MwRYum
Major
The reason is that on the overall politik side it changes nothing, but this time most of the attacks are on the media warfront - just look at the first 24 hours, the Western media were so egging it on and expecting massive protests marching down the US embassy in Beijing, but all they got, apart from the delayed response from the propaganda ministry, some hushed words online that the PLAN not aggressively ramming the USS Lassen, were but an old man doing a short-lived protest that got quickly whisked away by the police; 48 hours went by and without any successful escalation (even the announcement of the Japanese navy joining the round 2 FON op failed to rile things up) the Western media finally given up and by the 72nd hours, it was Syria back on the headline, SCS FON op failed to materialize as crisis and relegated to page 2.I don't know the reason that you continuously insisted on a "hurted pride" for China. The reality is a rising superpower, China, has established a position in South China Sea, where the reigning superpower, the US, couldn't remove short of war and staged a tour in the name of FoN to please its Asian allies and reenforce its influence.

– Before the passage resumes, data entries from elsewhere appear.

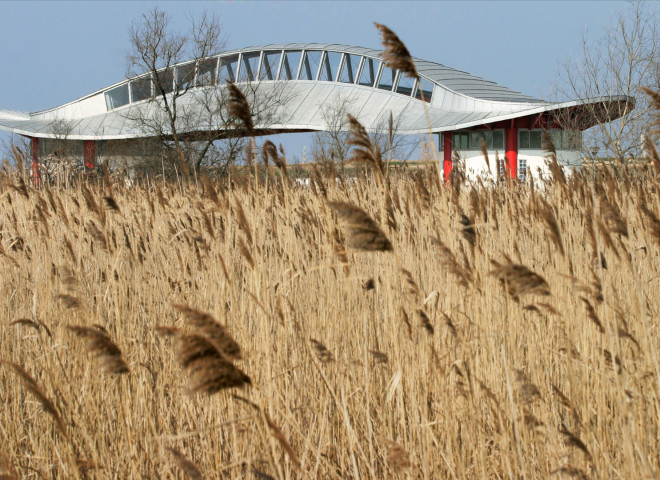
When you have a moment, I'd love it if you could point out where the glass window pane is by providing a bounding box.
[197,58,218,87]
[259,51,282,80]
[280,50,302,80]
[378,66,396,91]
[518,157,527,182]
[478,130,493,150]
[298,50,323,80]
[452,132,470,150]
[358,58,380,87]
[415,77,433,102]
[218,55,238,85]
[131,77,151,102]
[548,130,562,150]
[493,130,504,151]
[562,130,582,150]
[396,74,415,96]
[238,52,261,82]
[154,69,174,95]
[339,53,362,83]
[176,63,195,90]
[470,132,483,150]
[105,83,128,110]
[319,52,341,82]
[518,130,529,148]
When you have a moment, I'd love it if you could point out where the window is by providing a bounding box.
[339,53,362,83]
[493,130,504,151]
[358,58,380,87]
[131,77,151,102]
[105,83,128,110]
[319,52,341,82]
[298,50,323,80]
[238,52,261,82]
[154,68,174,95]
[218,55,238,84]
[197,58,218,87]
[415,77,433,102]
[561,130,582,150]
[378,66,396,92]
[396,73,415,96]
[280,50,302,80]
[470,130,504,150]
[176,63,195,90]
[451,132,470,150]
[518,157,527,182]
[259,52,282,80]
[518,130,542,150]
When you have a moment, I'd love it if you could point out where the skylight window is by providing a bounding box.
[378,66,396,92]
[197,58,218,87]
[176,63,195,90]
[338,53,362,83]
[415,77,433,102]
[259,51,282,80]
[131,77,151,102]
[239,52,261,82]
[396,74,415,96]
[154,68,174,95]
[358,57,380,87]
[218,55,238,84]
[319,52,341,82]
[105,83,128,110]
[298,50,323,80]
[279,50,302,80]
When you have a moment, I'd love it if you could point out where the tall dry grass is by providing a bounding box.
[0,133,660,479]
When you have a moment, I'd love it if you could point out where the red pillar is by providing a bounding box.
[443,132,453,182]
[505,127,518,178]
[83,140,96,170]
[30,137,39,186]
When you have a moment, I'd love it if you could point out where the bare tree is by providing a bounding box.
[312,94,412,171]
[126,8,289,176]
[555,2,660,161]
[127,7,223,172]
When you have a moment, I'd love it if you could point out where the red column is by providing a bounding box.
[505,127,518,178]
[444,132,453,182]
[83,140,96,170]
[30,137,39,186]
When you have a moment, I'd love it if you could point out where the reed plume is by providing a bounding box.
[374,22,419,78]
[347,114,385,176]
[67,325,129,374]
[175,333,252,395]
[167,447,204,480]
[330,202,392,252]
[490,260,550,300]
[227,81,254,135]
[387,440,411,470]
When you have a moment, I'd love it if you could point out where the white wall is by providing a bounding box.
[448,150,582,181]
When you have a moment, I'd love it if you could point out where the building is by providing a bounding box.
[0,43,634,178]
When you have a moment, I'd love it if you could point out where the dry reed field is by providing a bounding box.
[0,133,660,479]
[0,20,660,479]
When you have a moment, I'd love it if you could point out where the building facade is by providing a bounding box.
[0,43,634,179]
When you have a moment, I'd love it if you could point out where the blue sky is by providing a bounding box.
[0,1,658,161]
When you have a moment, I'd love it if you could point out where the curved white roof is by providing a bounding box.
[0,43,633,140]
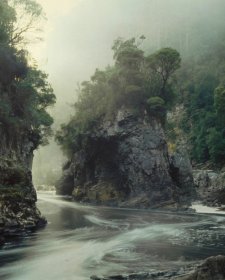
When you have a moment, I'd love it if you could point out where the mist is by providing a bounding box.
[31,0,225,184]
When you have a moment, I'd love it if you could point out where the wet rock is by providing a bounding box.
[56,110,194,209]
[180,256,225,280]
[193,170,225,207]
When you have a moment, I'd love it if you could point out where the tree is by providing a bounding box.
[146,48,181,99]
[56,37,181,155]
[0,0,55,148]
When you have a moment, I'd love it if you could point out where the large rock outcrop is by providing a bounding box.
[193,170,225,207]
[56,111,194,208]
[0,130,46,243]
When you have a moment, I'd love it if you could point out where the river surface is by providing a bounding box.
[0,193,225,280]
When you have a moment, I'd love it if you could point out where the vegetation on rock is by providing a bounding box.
[56,36,181,155]
[0,0,55,152]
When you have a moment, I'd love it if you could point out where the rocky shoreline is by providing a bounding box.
[193,170,225,207]
[90,255,225,280]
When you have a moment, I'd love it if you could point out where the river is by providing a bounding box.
[0,192,225,280]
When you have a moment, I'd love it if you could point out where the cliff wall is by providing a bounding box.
[56,111,194,208]
[0,128,46,242]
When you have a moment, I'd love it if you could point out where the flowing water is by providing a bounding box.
[0,193,225,280]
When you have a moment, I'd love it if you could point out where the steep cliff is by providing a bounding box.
[56,110,194,208]
[0,123,46,243]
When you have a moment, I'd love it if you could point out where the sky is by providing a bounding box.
[29,0,225,184]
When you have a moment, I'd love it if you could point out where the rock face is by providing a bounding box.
[0,128,46,242]
[193,170,225,207]
[56,111,193,208]
[181,256,225,280]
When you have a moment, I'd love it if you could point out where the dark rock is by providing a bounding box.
[0,128,46,245]
[193,170,225,207]
[180,256,225,280]
[56,110,194,209]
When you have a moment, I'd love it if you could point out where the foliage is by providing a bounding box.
[0,0,55,147]
[56,36,180,155]
[178,42,225,166]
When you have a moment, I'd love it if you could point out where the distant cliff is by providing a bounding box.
[0,129,46,242]
[56,110,194,208]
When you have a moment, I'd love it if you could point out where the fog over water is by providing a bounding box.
[30,0,225,186]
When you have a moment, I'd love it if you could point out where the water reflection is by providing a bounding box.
[0,194,225,280]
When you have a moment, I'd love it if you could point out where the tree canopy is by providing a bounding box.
[56,36,180,154]
[0,0,55,147]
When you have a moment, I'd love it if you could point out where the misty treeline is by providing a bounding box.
[173,39,225,167]
[56,36,181,154]
[0,0,55,150]
[56,32,225,167]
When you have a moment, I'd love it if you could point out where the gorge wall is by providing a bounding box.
[0,128,46,242]
[56,110,195,209]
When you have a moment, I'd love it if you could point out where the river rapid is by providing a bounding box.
[0,192,225,280]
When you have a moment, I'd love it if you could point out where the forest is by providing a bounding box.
[0,0,56,151]
[56,36,225,168]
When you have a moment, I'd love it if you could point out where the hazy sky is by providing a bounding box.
[31,0,225,182]
[32,0,225,115]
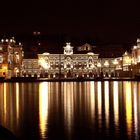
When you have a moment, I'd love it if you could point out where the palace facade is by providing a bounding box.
[0,38,140,78]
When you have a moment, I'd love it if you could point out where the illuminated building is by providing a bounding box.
[0,37,140,78]
[0,38,24,78]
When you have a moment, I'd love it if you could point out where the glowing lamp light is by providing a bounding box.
[133,46,137,50]
[113,59,118,65]
[39,58,49,69]
[104,61,109,67]
[97,63,101,67]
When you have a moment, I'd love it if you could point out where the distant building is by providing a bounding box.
[0,38,24,78]
[0,38,140,78]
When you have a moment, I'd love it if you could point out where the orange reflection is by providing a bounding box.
[133,82,138,139]
[104,81,109,128]
[113,81,119,125]
[3,83,7,123]
[90,81,95,119]
[124,82,132,136]
[64,82,74,134]
[16,83,19,120]
[97,82,102,125]
[39,82,48,139]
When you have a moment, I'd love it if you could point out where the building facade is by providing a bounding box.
[0,38,24,78]
[0,38,140,78]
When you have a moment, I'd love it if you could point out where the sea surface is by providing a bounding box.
[0,81,140,140]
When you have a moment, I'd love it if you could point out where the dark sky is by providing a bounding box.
[0,0,140,43]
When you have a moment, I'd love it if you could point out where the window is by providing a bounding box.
[0,55,3,63]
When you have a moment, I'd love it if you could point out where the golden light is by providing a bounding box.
[39,82,48,139]
[90,81,95,119]
[16,83,19,123]
[124,82,132,136]
[39,58,50,69]
[4,83,7,123]
[113,59,118,65]
[104,81,109,128]
[97,62,101,67]
[104,81,109,128]
[133,82,139,138]
[64,82,74,134]
[113,81,119,126]
[97,82,102,117]
[104,61,109,67]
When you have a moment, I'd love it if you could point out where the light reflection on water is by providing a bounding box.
[0,81,140,140]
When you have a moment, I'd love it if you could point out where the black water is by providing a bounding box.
[0,81,140,140]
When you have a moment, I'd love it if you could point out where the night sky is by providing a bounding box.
[0,0,140,43]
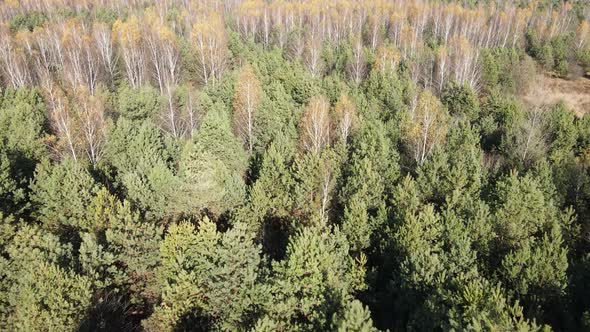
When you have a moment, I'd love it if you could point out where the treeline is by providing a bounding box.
[0,1,590,331]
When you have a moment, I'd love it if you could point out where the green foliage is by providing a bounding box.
[0,226,91,331]
[9,11,47,32]
[334,300,377,332]
[259,227,364,331]
[31,159,100,235]
[144,218,264,331]
[0,88,47,165]
[440,83,479,120]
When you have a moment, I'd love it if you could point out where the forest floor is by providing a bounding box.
[524,70,590,117]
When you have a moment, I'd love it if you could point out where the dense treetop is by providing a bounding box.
[0,0,590,332]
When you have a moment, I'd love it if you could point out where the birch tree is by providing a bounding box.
[234,65,262,153]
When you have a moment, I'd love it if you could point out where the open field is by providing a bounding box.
[523,75,590,116]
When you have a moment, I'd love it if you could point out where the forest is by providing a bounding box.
[0,0,590,332]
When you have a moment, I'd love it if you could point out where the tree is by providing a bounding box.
[406,90,448,165]
[31,159,99,235]
[191,13,228,84]
[113,15,147,88]
[233,65,262,154]
[259,226,364,330]
[75,89,109,165]
[117,85,160,120]
[334,95,357,144]
[334,300,377,332]
[0,225,91,331]
[299,96,331,154]
[144,217,266,331]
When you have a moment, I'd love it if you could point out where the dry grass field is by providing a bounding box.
[523,75,590,116]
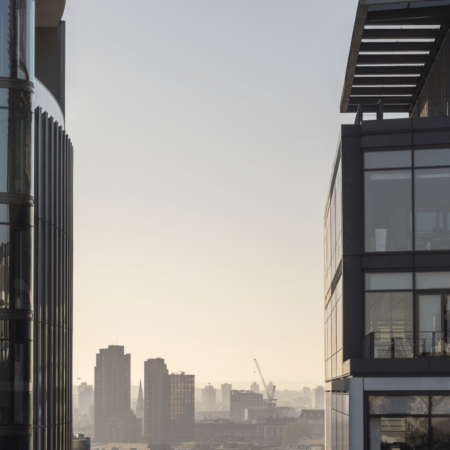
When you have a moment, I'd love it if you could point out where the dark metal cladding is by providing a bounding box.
[33,108,73,450]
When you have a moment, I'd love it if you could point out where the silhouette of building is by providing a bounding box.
[0,0,73,450]
[169,372,195,443]
[230,390,266,422]
[220,383,232,411]
[94,345,141,443]
[202,384,216,411]
[136,381,145,437]
[144,358,170,444]
[78,382,94,414]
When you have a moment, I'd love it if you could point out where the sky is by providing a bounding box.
[63,0,357,388]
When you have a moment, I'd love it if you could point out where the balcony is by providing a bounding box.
[363,331,450,359]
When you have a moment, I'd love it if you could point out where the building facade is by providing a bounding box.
[169,373,195,444]
[144,358,170,444]
[0,0,73,450]
[324,0,450,450]
[202,384,216,411]
[94,345,142,443]
[220,383,232,411]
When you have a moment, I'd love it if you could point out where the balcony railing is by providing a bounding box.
[363,331,450,359]
[355,95,450,124]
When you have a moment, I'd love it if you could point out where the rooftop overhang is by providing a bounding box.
[36,0,66,28]
[341,0,450,112]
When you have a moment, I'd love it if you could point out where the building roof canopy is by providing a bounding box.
[36,0,66,28]
[341,0,450,112]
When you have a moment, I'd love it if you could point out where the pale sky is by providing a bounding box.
[64,0,357,384]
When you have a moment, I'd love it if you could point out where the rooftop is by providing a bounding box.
[341,0,450,112]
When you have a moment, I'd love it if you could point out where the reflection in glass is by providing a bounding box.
[365,170,412,252]
[366,273,413,291]
[370,417,429,450]
[431,395,450,414]
[431,417,450,450]
[414,148,450,167]
[369,395,428,415]
[415,169,450,250]
[364,150,411,169]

China is gaining in strategic terms for this geopolitical game and the situation in South China Sea is better than a stale-mate for China. For all the Chinese I know and observed, they aren't emotionally hurt for this incident at all, nor do they want the Chinese government to act particularly dramatic.
Of course, what the media said can always be entirely something else.
The next tangible event now is the Admiral Harry Harris visit to Beijing on Nov 2nd-5th...it'd be interesting how it'll turns out .
So that's why I said the the Chinese does took a beating on the pride side, but other than that no tangible lost suffered.